谈资
有些故事,只适合在深夜被轻轻翻开。
旁听得一句,主审官便愈想走远一步,奈何他不可无视圣上之安危,唯能硬着头皮陪同。
“此言差矣!”
一旁桌人,突地起身打断道。
众人望去,其文质彬彬、雍容闲雅。
“这不显而易见么,圣上亦下诏罪己。”
一人反驳道。
“这二者不可混为一谈。”
那人又道。
“噢,那依兄台之见……”
圣上接上一句。
“于太平盛世,日月合璧,乃大吉之兆。圣上心怀天下、兼济苍生,归罪己身,是愿独承天谴,祸不及万民。”

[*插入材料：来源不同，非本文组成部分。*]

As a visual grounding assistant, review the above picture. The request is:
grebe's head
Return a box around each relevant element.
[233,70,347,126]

其振振有辞,对空以礼,不失恭谦,圣上不禁颔首予以认可。
“言之有理啊!”
“是我等浅见寡闻了。”
“是啊!轻徭薄赋、恩赦天下、惠及万民呢!”
“圣上向来便是如此,非因天现异象才为之。”
众人犹如醍醐灌顶,茅塞顿开,议论纷纷。
“大人,莫非您……”
又一人突生疑虑道。
莫名又被言及,主审官假意看向他处。
“大人那日所携之女眷,其风姿绰约、翩然若仙。虽以帷帽作遮,却也难掩。但此女却未在今次遴选之列。”
这......
闻言,主审官心下连连哀叹,甚至不敢回身一看圣上面色如何。
“莫不是大人金屋藏娇、暗室私心,欺君罔上?”
本便掌司遴选,明知故犯、罪加一等,即便是有色心,他亦无色胆......
“大人与那美人同游都城、相敬如宾,应是早结琴瑟之好。”
唉......所幸美人自行寻圣上去了,否则此番他当真是百口莫辩、跳进黄河洗不清。
“流言不可尽信,圣上仁德,又岂会因选秀之事治罪主审大人......”
“据传,那入选一众秀女,至今,不得圣上召幸。”
一人低低道。
“莫非圣上相中那美人,大人不愿割爱,才......”
又一人起疑道。
“依我看,圣上即便相中那美人,定也会成人之美、断不会夺臣子所爱。”
“圣上勤于政务,又岂会溺于美色......”
“嗯,倒也确实......”
众人仍窃窃私语,圣上未再接话,却是面色不佳。
主审官走至一侧,与茶坊掌柜耳语几句,掌柜频频颔首,领命离开,虽是仍想继续与大伙儿畅谈无边。
“今日这茶坊怎人流如织?”
主审官随口问了旁坐一句。
“大人有所不知,逢此隆恩旷典,都城各大东家皆感念皇恩浩荡,博施济众、与民同利。恩赦期间,所费皆半。”
主审官听罢,颔首回应。
“车马劳顿,日至于中,公子不妨先上楼暂歇?”
主审官走至圣上身侧,轻声道。
圣上点点头,起身、离座、上楼,目不斜视。
“这公子,气度不凡,必是举足轻重……”
“来头不小,竟先大人而行……”
“大人今日瞻前顾后、心事重重的……”
圣上看似依美人此前所行而走,倒更似借机四处走访,体察民情。若大张旗鼓巡游驾幸,恐未必能如此深入民间。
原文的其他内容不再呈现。